The major problem here is two videos with the exact same content but slightly different times (say one with a couple second intro) will rarely if ever have a positive match.

The only cases I see where this particular scheme helpful is where you've got videos with the same contents but different encodings. The length will be the same but quality between two encodings (and names) might be different. This would help you find them in a sea of files.

A simple improvement would be to only check the frame from the middle of each video first. If the frame at the same time stamp are the same in one part you've got a non-zero probability of a match. Then you can attempt to check more frames radiating out from the center point. Negative matches will fail fast and save you work. It also matches when the lengths are dissimilar because of trims or splices at the beginning and end of the videos.

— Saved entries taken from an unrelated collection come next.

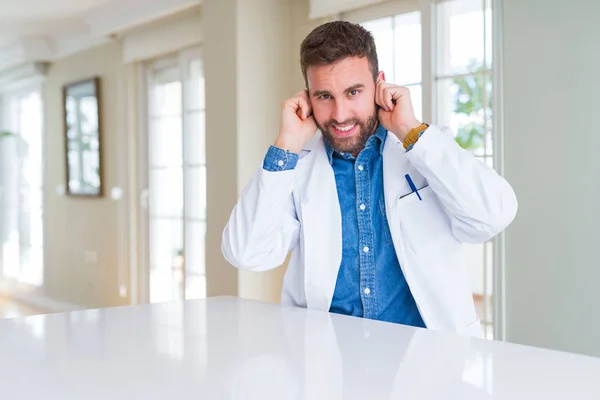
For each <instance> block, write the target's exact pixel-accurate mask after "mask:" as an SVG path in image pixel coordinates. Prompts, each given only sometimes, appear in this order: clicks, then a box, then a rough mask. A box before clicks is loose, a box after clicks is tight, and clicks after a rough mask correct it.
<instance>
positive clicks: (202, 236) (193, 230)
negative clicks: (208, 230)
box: [185, 220, 206, 275]
mask: <svg viewBox="0 0 600 400" xmlns="http://www.w3.org/2000/svg"><path fill="white" fill-rule="evenodd" d="M205 241H206V222H204V221H190V220H187V221H186V223H185V257H186V260H185V261H186V262H185V268H186V273H187V274H188V275H189V274H195V275H204V274H205V273H206V269H205V264H206V258H205V255H204V254H205V253H204V249H205V247H206V246H205Z"/></svg>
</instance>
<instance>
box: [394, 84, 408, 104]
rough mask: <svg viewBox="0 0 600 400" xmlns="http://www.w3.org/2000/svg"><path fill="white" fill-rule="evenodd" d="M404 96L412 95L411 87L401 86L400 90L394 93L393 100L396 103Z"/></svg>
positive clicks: (399, 89)
mask: <svg viewBox="0 0 600 400" xmlns="http://www.w3.org/2000/svg"><path fill="white" fill-rule="evenodd" d="M404 96H406V97H410V89H409V88H407V87H399V88H398V90H397V91H396V92H394V93H393V94H392V101H393V102H394V104H396V102H397V101H398V100H399V99H400V98H401V97H404Z"/></svg>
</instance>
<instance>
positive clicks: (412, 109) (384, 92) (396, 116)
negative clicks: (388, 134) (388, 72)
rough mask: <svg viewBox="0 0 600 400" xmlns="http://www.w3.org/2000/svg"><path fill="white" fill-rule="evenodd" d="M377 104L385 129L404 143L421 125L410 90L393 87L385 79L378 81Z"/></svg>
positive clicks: (394, 86)
mask: <svg viewBox="0 0 600 400" xmlns="http://www.w3.org/2000/svg"><path fill="white" fill-rule="evenodd" d="M375 103H376V104H377V105H378V106H379V107H380V109H379V115H378V117H379V121H380V122H381V123H382V124H383V126H384V127H385V129H387V130H388V131H390V132H392V133H394V134H395V135H396V136H398V139H400V140H401V141H404V139H406V135H408V132H410V130H411V129H413V128H416V127H418V126H419V125H421V122H420V121H419V120H417V118H416V117H415V111H414V110H413V106H412V101H411V99H410V90H409V89H408V88H406V87H402V86H397V85H393V84H391V83H387V82H385V81H384V80H383V79H378V80H377V85H376V89H375Z"/></svg>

A second improvement would be to pick a frame from the A video and scan through the B video (or segment of each) to find a high probability match. Then check other segments of the video for matches in the same way.

Trying to turn a video into a single static representation and comparing it is not the best.

Wouldn't it make more sense to convert the video to greyscale and e.g. detect significant changes of brightness during frames and store them as vector coordinates (% of the playtime, brightness delta)?
That could work. But I think limiting your search to brightness patterns is going to make for a lot of false positives. The brightness search might make for a good first pass to find a subset of the corpus for a more in depth search.
I think it creates a collage of the video frames: https://github.com/akamhy/videohash/blob/8759b6ad7fdabcdf4dd...

and passes that on to the videohash.py module to generate a hash: https://github.com/akamhy/videohash/blob/main/videohash/vide...

by using the library imagehash: https://pypi.org/project/ImageHash/

It's open source ;)

Apparently, they extract video frames using FFMPEG, create a collage out of those frames, then use the whash method of the python imagehash package.

So it's basically reducing video hashing to image hashing, which was previously solved.